Protein Unfolding During Anthrax Toxin Translocation

炭疽毒素易位过程中蛋白质的折叠

• 批准号: 6909009
• 负责人: Bryan Andrew Krantz
• 金额: $ 4.83万
• 依托单位: HARVARD MEDICAL SCHOOL
• 依托单位国家: 美国
• 财政年份: 2004
• 资助国家: 美国
• 起止时间: 2004-07-01 至 2006-06-30
• 项目状态: 已结题
• 来源: https://reporter.nih.gov/project-details/6909009
• 关键词: acid base balance; anthrax; anthrax toxin; bacterial genetics; bioenergetics; bioterrorism /chemical warfare; chemical kinetics; conformation; enzyme activity; enzyme mechanism; fluorescence resonance energy transfer; gene mutation; postdoctoral investigator; protein binding; protein folding; protein structure function; protein transport; site directed mutagenesis; stop flow technique; thermodynamics

DESCRIPTION (provided by applicant): Bacterial pathogens have evolved a general strategy of infecting host organisms by means of toxin protein complexes that pattern the AIB mechanism. The active, enzymatic, A moiety binds the receptor, B moiety; the receptor moiety then acts as a vehicle that delivers the A moiety to the cytoplasm from an isolated compartment separated by a membrane bilayer.

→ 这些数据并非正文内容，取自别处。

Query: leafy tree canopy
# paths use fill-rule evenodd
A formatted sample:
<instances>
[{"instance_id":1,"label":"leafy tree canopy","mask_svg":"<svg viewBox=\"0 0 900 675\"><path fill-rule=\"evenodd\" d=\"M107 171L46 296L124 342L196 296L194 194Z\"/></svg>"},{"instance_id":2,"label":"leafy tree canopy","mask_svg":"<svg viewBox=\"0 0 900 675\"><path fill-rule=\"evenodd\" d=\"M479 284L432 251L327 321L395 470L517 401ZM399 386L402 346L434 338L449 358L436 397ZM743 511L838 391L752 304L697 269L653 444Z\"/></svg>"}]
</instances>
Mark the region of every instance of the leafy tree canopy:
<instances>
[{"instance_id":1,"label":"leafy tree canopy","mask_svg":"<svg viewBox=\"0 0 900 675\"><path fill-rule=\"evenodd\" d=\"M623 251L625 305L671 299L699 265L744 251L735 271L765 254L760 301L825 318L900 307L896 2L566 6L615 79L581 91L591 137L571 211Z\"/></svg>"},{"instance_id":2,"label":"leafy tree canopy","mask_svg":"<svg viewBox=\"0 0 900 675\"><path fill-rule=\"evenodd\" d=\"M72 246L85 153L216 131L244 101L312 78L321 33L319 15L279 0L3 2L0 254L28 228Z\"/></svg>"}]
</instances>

The enzymatic effector, by means of its specific catalytic activity, then disables the normal physiology of the cell. The tripartite toxin of Bacillus anthracis relies on a "molecular syringe" B moiety, Protective Antigen (PA), which forms a heptad ring structure with a narrow central cavity at neutral extracellular pH. Two different A moiety effectors, Lethal Factor (LF) and Edema Factor (EF), bind PA heptamer. Immediately following endocytosis of membrane bound PA/LF/EF complexes, endosomes acidify, triggering the synchronized formation of a membrane piercing pore form of PA heptamer that presumably injects LF and EF into the cytosol. The narrow central cavity of PA heptamer is too small to accommodate fully native LF or EF, invoking the possibility that translocation is mitigated by protein unfolding. Indeed, stabilized fusions of LF validate this type of mechanism. Modern advances in a variety of fluorescence spectroscopy and imaging methods have enabled the detailed elucidation of protein folding pathways even at the single molecule level. A thorough structural, energetic, and kinetic understanding of the sequence of events leading up to and immediately following translocation using fluorescence methods will enable improved discourse toward the design and implementation of potential therapies for intoxication, including designed protein inhibitors and drugs.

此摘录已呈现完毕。